Extended Data Fig. 8: Illustrations of percentage variance analysis, comparison to LASSO, and batch effect analysis.
From: Spatiotemporal dissection of the cell cycle with single-cell proteogenomics

a, Percentage variance explained for RNA is shown against the Gini index for the gene (blue, CCD; red, non-CCD). b, Randomization analysis of the protein IF data (left) and scRNA-seq data (right) for each gene was used to determine whether a protein or RNA was CCD (blue) or non-CCD (red). The significance scores, adjusted for multiple correction, on the vertical axis show that nearly all proteins and RNAs are significantly different from random, and so requiring 8% additional percentage variance explained by the cell cycle over random was the predominant cutoff. c, Examples of NFAT5 protein IF data (blue points and trace) and randomizations of cell order in pseudotime (red points and trace). These examples provided (from left to right) produced the minimum, first quartile, median, third quartile, and maximum percentage variance explained by the random fluctuations. d, LASSO analysis of marker genes was overly conservative compared to the pseudotime analysis in this work.
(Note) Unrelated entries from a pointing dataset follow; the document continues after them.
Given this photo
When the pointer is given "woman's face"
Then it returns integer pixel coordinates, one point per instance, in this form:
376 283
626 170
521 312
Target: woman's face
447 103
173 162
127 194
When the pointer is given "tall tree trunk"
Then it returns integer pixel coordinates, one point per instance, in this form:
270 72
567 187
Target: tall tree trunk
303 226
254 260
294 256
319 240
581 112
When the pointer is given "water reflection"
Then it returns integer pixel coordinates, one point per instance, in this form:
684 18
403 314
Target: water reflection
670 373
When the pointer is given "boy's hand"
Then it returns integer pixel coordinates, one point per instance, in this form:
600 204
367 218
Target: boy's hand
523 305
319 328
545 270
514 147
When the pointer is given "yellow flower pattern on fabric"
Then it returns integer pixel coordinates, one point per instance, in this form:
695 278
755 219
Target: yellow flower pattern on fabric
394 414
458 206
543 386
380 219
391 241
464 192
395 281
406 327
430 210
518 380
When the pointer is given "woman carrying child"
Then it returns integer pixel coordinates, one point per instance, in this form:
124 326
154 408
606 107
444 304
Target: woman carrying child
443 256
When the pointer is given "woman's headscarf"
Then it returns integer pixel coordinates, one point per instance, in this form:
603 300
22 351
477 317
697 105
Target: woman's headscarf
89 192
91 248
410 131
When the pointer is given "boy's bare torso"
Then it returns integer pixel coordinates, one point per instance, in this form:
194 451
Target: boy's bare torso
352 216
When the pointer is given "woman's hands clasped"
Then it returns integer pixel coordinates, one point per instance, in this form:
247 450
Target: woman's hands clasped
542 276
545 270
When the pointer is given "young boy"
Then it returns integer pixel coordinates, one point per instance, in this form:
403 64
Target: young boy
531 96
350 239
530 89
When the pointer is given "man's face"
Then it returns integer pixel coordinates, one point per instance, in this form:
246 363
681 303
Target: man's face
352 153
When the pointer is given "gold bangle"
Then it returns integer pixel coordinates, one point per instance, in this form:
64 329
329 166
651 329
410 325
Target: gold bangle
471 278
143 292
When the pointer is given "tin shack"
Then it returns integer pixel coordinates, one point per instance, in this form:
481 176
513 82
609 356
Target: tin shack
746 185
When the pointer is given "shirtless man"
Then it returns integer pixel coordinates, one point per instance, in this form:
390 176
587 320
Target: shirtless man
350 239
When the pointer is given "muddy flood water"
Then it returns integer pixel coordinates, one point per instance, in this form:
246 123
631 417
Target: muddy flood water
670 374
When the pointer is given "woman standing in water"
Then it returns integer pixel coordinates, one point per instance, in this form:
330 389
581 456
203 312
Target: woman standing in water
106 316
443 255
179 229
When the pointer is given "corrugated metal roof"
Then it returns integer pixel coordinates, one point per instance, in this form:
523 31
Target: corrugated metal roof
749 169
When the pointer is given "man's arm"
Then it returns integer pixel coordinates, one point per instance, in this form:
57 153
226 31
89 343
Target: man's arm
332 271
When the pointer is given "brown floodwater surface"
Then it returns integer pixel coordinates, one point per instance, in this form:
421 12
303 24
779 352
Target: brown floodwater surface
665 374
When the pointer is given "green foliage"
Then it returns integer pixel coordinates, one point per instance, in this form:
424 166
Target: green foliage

A higher false-negative rate for calling CCD genes (top) and proteins (bottom) leaves a cyclic pattern in the UMAP dimensionality reduction expected of CCD genes and proteins (left) in the non-CCD ones (right). e, Principal component analysis showed no discernible batch effect between the three plates with 384 cells each, and instead the cell cycle phases roughly assigned by FACS sorting provide clear separation in the first two components (PCs). Results are shown before and after filtering out the non-cycling cells. f, Comparing the individual batches to the combined data for RNA-seq again confirms that no batch effects were present in the RNA-seq data. Each plot contains relative RNA expression (0 to 1, y-axes) versus cell division time (0 to 25.3 h, x-axes). Line, moving mean; darker shade, 25th to 75th percentile range; lighter shade, 10th to 90th percentile range; points, individual cell data.